- Born: 26 May 1901 Palermo, Italy
- Died: 8 October 1985 (aged 84) Palermo, Italy
- Years active: 1943-1985
- Title: Marquis of Sant'Agata, Baron of Scibina and Bumisca, of Pachino, Lord of Mandranova

= Francesco Saverio Starrabba Barbera =

Francesco Saverio Starrabba Barbera (May 26, 1901 – October 8, 1985) was an Italian politician and lawyer.

== Biography ==
He was born in Palermo on May 26, 1901, to Gaetano, VII prince of Giardinelli (1871-1943), and his consort Celeste Barbera, where he was the second of four children. He was a member of the main branch of the noble Starrabba family.

A lawyer and agricultural entrepreneur by profession, in 1943 he was among the people who supported the Movement for the Independence of Sicily. In 1945–46, he was among the 430 consultants of the National Consultation by designation of the National Democratic Liberal Concentration party. Subsequently, with the Liberal Democratic Bloc he was elected deputy to the I legislature of the Sicilian Regional Assembly (1947–51), in the single regional constituency.

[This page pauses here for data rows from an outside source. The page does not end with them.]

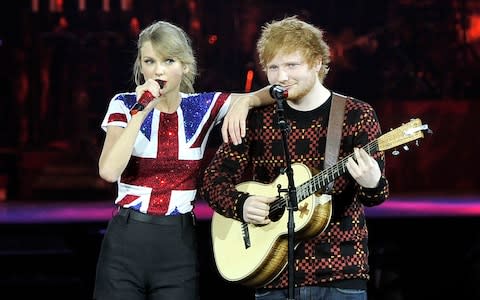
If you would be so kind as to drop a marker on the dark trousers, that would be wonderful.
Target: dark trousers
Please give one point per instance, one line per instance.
(145, 257)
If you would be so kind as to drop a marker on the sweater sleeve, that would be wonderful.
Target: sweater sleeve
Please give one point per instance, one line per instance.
(220, 178)
(370, 130)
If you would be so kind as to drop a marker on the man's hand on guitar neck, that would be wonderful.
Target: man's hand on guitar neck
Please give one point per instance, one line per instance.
(364, 168)
(256, 209)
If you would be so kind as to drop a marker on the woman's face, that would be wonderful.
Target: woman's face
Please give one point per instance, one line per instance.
(155, 66)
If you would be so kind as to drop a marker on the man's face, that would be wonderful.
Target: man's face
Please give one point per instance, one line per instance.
(293, 72)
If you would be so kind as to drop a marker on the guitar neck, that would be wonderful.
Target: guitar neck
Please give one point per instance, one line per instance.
(322, 179)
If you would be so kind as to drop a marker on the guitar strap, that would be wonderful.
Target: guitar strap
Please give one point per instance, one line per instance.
(334, 132)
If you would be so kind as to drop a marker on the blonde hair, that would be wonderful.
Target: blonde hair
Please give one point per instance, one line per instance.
(292, 34)
(169, 41)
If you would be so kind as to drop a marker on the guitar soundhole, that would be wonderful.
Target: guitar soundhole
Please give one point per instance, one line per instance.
(276, 210)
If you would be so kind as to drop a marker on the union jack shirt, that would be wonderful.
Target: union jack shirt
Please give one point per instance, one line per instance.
(161, 176)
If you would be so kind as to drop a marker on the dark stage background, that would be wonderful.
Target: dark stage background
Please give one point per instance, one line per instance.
(61, 64)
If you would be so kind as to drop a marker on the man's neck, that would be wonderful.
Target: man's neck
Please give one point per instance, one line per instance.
(318, 95)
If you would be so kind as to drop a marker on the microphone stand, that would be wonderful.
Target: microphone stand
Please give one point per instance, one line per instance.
(292, 204)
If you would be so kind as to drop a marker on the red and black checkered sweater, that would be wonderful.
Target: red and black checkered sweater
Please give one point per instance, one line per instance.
(339, 255)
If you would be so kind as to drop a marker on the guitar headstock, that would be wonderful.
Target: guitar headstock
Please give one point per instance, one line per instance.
(404, 134)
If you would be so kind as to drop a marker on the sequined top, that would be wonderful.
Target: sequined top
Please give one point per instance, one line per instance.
(338, 256)
(161, 176)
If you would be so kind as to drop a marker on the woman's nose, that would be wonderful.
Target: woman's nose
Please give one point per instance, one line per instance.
(282, 75)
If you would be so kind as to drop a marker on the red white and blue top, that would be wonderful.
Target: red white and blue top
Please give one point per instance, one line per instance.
(161, 176)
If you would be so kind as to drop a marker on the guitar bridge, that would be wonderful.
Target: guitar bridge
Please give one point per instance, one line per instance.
(246, 235)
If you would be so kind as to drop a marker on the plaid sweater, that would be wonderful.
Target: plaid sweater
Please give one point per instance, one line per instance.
(339, 255)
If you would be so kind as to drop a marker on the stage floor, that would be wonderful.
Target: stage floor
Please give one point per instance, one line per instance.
(25, 212)
(417, 244)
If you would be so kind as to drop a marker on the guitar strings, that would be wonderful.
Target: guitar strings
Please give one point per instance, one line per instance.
(305, 189)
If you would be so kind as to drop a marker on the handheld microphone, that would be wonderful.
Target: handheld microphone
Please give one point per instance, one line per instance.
(278, 92)
(145, 99)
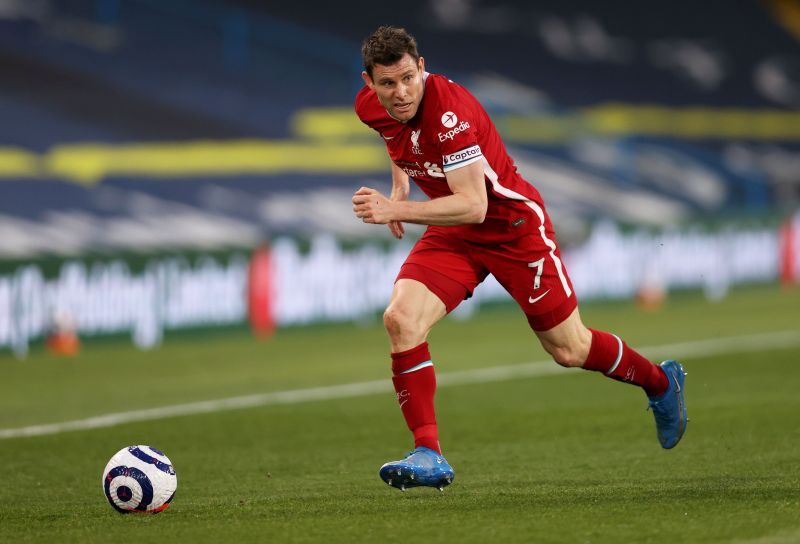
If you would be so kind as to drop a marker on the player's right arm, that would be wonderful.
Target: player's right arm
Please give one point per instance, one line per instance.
(400, 191)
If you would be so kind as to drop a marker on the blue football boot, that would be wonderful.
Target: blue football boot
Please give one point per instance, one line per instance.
(421, 467)
(669, 408)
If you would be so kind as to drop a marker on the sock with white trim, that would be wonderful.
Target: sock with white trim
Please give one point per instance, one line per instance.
(415, 383)
(611, 356)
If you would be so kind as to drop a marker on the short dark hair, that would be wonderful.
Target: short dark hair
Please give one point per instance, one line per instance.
(386, 46)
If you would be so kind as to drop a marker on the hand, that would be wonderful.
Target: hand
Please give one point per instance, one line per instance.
(371, 206)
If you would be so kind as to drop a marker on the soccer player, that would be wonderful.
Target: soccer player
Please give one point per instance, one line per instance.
(482, 218)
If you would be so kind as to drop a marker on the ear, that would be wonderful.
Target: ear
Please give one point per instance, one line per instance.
(367, 80)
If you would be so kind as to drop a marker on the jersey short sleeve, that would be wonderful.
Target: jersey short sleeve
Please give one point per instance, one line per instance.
(454, 115)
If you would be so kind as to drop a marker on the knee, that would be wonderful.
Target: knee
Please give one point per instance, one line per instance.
(568, 355)
(565, 356)
(400, 323)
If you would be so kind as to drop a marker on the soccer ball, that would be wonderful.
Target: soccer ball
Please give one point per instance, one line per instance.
(139, 479)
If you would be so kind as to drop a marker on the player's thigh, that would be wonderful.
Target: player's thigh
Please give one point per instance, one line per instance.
(444, 266)
(531, 270)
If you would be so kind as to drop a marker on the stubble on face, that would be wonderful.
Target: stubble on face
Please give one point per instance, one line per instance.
(399, 87)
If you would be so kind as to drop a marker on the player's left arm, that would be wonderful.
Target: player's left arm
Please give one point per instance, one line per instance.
(466, 205)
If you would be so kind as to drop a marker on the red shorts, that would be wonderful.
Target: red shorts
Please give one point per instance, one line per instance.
(529, 267)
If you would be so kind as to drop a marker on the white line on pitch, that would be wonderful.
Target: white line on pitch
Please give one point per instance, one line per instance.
(698, 348)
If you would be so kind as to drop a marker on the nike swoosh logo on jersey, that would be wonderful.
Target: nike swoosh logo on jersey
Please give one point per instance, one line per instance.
(537, 299)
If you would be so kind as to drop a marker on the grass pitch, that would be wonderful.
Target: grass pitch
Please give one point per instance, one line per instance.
(571, 457)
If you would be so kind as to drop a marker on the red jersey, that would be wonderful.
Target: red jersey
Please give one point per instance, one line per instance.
(450, 130)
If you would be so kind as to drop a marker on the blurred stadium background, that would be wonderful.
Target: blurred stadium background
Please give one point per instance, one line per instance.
(148, 147)
(177, 165)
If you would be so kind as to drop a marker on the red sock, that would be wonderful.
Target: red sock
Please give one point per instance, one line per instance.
(415, 383)
(610, 355)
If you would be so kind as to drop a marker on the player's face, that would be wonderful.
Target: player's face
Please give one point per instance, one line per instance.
(399, 86)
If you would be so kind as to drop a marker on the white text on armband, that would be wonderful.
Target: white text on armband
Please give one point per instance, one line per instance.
(462, 158)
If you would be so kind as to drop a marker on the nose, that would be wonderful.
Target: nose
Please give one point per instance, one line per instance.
(401, 91)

Having switched to the Italian Liberal Party, he was a candidate for the House in the 1953 general election, and for the Senate in the Palermo II constituency in the 1958 general election, where, however, he failed to be elected.

He lived for many years in Ragusa, where he took care of his own greenhouses, and died in Palermo on October 8, 1985, at the age of 84.